Archiv der Kategorie 'Deutsch'

„Herr Meyer, Sie werden die Officina nicht schliessen!“

Protesta Officina

2008 holte sich SBB-Meyer in Bellinzona eine blutige Nase, als er auf den entschlossenen Widerstand der Officina-Arbeiter gestossen war. Was für Lehren er aus dieser Erfahrung gezogen hat, weiss nur er selbst. Ob Rachegelüste, ob Unbelehrbarkeit oder eine Mischung von beiden sei dahingestellt. Tatsache ist, dass er erneut massiv provoziert. Die Reaktion der Officina hat nicht auf sich warten lassen.
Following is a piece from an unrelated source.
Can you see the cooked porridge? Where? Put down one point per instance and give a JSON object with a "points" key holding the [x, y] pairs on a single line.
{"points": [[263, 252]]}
Die Belegschaft rief mit folgendem Flugblatt für Dienstag, 8. November zur Protestkundgebung auf:

Herr Meyer, schlagen Sie sich das aus dem Kopf! Sie werden die Officina nicht schliessen!

Die SBB-Führung verteilt derzeit einen Text mit dem Titel „Visionen und Erscheinungen im Tessin“. Nach einem Vorwort von Andreas Meyer wird die Geschichte eines fiktiven Gesprächs zwischen einem gewissen Lukas Bergmann und Giuseppe Molo erzählt. Bergmann ist an der Spitze der Schweizer Bahnen und erreicht Bellinzona am Abend des 10. Dezember 2016, dem Vorabend der Eröffnung des Gotthard Basistunnels. Beim Spaziergang durch die menschenleere „Viale Stazione“ trifft er Giuseppe Molo, der von 1877 bis 1905 Bürgermeister von Bellinzona war und eine Schlüsselrolle spielte bei der Ansiedelung jener SBB-Werkstätten, die heute die Officina von Bellinzona sind.

In diesem Dialog werden Giuseppe Molo – welcher beschrieben wird als einer, der von grosszügigen Schlucken Grappa inspiriert sei – schwerwiegende Behauptungen in den Mund gelegt: Die Tessiner werden als Leute ohne Initiativgeist dargestellt, die lediglich dazu fähig seien zu jammern, mit einer „Bettlermentalität“ („mentalità da questuanti“). Dies in der ständigen Erwartung, dass die Eliten in der Deutschschweiz eine Lösung für ihre Probleme finden und der Officina neue Aufträge besorgen.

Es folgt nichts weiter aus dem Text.